In one photo, something brown protruded from buttock cheeks that must have been Wyatt’s, forever altering Tom’s reaction to the brand “Butterfinger.” In another, a boy stood in front of Wyatt with his pants unzipped in the front. Tom could see the base of a penis. There were more.
After he collected the camera from Marilyn Mattoon the night before, he had thought about deleting the pictures. He could tell Mrs. Mattoon the boys had been pranking, had been mooning each other. Boys did that sometimes in the locker room. It didn’t seem crippling. She had told him she’d not taken a very close look at the
photos—once she’d seen what they were, she’d turned the camera off, disgusted, and called him. But a drearier reality dulled that impulse.
But letting this go might mean that somebody else—maybe a teammate, maybe a classmate, maybe years from now a wife or a small child—would one day pay more dearly than Wyatt Aarstad. Bullying started young and rarely planed out. How serious was this case? The complicating factor was Wyatt himself, a kid who just wanted to fit in and thought braying like a mule would be the ticket.
How could the laughing, goofing Wyatt in the early pictures reconcile with the few face shots from the later images—those Jackass movie looks of disgust, maybe, but certainly not surprise? Tom walked into Dave Cates’s office and sat down. A man whose once-black hair had gone silver and gained swept-back waves, Cates sat straight up behind his desk, doing his best to appear tall. Cates had never been an athlete. Like Tom, he had moved to Dumont from somewhere else in Montana.

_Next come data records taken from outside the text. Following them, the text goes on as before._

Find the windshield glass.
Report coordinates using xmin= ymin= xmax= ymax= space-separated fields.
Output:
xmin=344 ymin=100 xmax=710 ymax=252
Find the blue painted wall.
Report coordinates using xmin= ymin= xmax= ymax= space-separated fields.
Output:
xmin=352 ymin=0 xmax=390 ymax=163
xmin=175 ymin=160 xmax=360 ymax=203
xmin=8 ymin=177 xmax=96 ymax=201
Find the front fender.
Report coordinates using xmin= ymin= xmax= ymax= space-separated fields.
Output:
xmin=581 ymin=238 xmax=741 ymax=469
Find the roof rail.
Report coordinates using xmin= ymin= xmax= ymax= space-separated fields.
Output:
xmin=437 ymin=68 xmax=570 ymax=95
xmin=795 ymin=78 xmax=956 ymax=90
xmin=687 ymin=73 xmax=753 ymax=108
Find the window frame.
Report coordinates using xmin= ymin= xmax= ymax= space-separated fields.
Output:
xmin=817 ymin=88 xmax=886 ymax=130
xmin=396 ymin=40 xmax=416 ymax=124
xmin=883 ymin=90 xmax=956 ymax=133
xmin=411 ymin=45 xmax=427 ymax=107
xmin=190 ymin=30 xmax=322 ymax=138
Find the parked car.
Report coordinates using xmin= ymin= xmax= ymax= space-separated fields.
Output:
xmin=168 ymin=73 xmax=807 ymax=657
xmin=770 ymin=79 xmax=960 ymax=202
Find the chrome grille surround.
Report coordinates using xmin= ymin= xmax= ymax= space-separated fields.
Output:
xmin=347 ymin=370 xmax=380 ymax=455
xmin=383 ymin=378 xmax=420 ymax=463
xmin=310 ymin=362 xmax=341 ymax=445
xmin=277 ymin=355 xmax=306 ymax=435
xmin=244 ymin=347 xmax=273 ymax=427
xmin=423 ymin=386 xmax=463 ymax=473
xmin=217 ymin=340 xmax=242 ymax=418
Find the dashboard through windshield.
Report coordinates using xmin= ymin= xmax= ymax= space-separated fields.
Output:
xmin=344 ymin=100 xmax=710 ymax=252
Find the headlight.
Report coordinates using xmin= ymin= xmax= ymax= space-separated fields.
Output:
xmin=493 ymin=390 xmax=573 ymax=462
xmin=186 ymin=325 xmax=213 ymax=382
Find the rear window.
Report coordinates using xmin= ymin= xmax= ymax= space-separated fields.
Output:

“Comes now the conquering hero,” he said, his voice nasal and in a high register. “Have the city fathers approached you yet about erecting a likeness in the center of Broadway? We’re thinking of calling it ‘Man, Unvanquished.’ Just you with that third-down scowl on your face, twelve feet tall against the sky.”
“That was a Saturday idea. It’s a different Monday now.”
Cates’s sigh telegraphed a slight disappointment that they were cutting straight to the chase. “The big thing,” Cates said, “is that it’s the school’s camera. That and Bill Rideg not being on that bus.”
“Both my fault,” Tom said, and then made a statement that had been tangled in his mind since he’d seen the pictures but that he dreaded pushing past his lips. “I think I might have to submit my resignation.”
“Quarterfinal game this Saturday,” Cates said. It sounded close to a question.
“I didn’t pick the timing,” Tom said, a protest to head off a protest. “I’m not trying to tell you your job, but if it were me, I might be firing me. I mean, I wouldn’t blame you for sending a strong message here.”